Das kommt alle teuer zu stehen

WITTLICH. Sie zerstechen Autoreifen, reißen Blumen aus Beeten und Kübeln, schlagen Scheiben ein und mehr: Auch in Wittlich ist Vandalismus ein Thema. Rund 70 Sachbeschädigungen wurden bei der Polizei im ersten Halbjahr 2006 angezeigt. Für die Beseitigung der Schäden an öffentlichen Gebäuden und Plätzen gibt die Stadt jedes Jahr rund 5000 Euro aus.

Zerstörungswut kennt keine Grenzen, und so zeigt sich Vandalismus auf vielfältige Weise.

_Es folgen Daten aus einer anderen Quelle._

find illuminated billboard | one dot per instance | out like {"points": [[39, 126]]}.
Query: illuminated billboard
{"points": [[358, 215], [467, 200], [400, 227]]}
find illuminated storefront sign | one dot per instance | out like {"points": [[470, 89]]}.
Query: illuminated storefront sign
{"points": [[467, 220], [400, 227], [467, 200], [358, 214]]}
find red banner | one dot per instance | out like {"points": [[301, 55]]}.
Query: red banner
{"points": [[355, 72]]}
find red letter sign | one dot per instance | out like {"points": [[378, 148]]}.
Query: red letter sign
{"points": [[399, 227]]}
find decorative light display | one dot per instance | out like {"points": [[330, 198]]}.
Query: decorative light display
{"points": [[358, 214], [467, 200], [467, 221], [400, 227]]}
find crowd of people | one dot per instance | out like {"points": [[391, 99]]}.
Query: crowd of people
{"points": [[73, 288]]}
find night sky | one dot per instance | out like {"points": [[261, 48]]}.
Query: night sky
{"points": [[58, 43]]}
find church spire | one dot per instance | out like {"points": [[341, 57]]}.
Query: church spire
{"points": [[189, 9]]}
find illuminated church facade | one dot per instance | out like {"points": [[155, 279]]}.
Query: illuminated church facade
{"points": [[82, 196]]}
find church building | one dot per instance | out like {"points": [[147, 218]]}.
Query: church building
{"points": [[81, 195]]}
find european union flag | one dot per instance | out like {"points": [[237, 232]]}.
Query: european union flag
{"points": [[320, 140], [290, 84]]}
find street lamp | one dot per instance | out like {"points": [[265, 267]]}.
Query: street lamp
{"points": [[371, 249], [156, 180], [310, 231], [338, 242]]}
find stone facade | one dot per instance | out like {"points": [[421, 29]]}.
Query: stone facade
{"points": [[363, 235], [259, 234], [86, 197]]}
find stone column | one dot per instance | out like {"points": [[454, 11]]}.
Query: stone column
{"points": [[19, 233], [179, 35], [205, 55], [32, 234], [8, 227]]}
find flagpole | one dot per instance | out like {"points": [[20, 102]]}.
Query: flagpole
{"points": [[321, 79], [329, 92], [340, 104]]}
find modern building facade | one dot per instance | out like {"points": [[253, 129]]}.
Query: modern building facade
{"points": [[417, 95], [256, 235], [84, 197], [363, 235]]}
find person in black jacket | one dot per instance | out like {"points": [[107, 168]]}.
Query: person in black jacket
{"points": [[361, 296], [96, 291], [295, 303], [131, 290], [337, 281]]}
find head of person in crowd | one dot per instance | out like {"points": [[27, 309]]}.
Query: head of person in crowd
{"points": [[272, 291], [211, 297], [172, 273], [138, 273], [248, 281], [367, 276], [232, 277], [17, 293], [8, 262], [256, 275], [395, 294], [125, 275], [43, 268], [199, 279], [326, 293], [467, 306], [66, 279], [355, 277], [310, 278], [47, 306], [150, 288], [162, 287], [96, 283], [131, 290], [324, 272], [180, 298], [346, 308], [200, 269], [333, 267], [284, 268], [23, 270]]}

Ende April fiel etwa in Gladbach auf, dass zwei alte Sandstein-Wegekreuze ihrer Jesusfigur beraubt worden waren (der TV berichtete). 100 bis 200 Euro wird es die Gemeinde kosten, den Schaden zu beheben. Nicht viel. Vielleicht nicht viel genug. Denn so geht es mit den meisten Vandalismus-Schäden. Jeder einzelne schlägt nicht gravierend zu Buche, und so werden Zerstörungs-Aktionen dieser Art oft einfach hingenommen. Aber: Kleinvieh macht auch Mist. Höhepunkt für dieses Jahr war in Wittlich eine einzige Mainacht, in der Zerstörungswütige so zugeschlagen haben, dass der Stadt gleich Kosten in Höhe von 850 Euro entstanden sind (der TV berichtete). Und dabei hört sich keines der Delikte dieser Nacht - umgeknickte Verkehrszeichen, gestohlene Abtrenngitter, eine umgeworfene Absperrbake und eingeschlagene Scheiben - sehr spektakulär an. "Wir geben durchschnittlich 5000 Euro jedes Jahr aus, um solche Schäden wieder zu beseitigen", sagt Ulrich Jacoby, Pressesprecher der Stadtverwaltung. Positiv aber: In den vergangenen Jahren sind die Kosten für die Beseitigung von Vandalismusschäden zumindest nicht gestiegen. Und: "Die Aktionen gegen unsere Innenstadtbepflanzung halten sich bisher in Grenzen", sagt Jacoby. Keine Selbstverständlichkeit: Im vergangenen Jahr wurden häufiger liebevoll arrangierte Pflanzen aus Beeten und Kübeln gerissen, die die Stadt dann wieder ersetzen musste. Hinzu kommen natürlich noch die Kosten für die städtischen Mitarbeiter, die sich um die Bepflanzung kümmern.580 Euro Schaden nach "Blumen-Attentat"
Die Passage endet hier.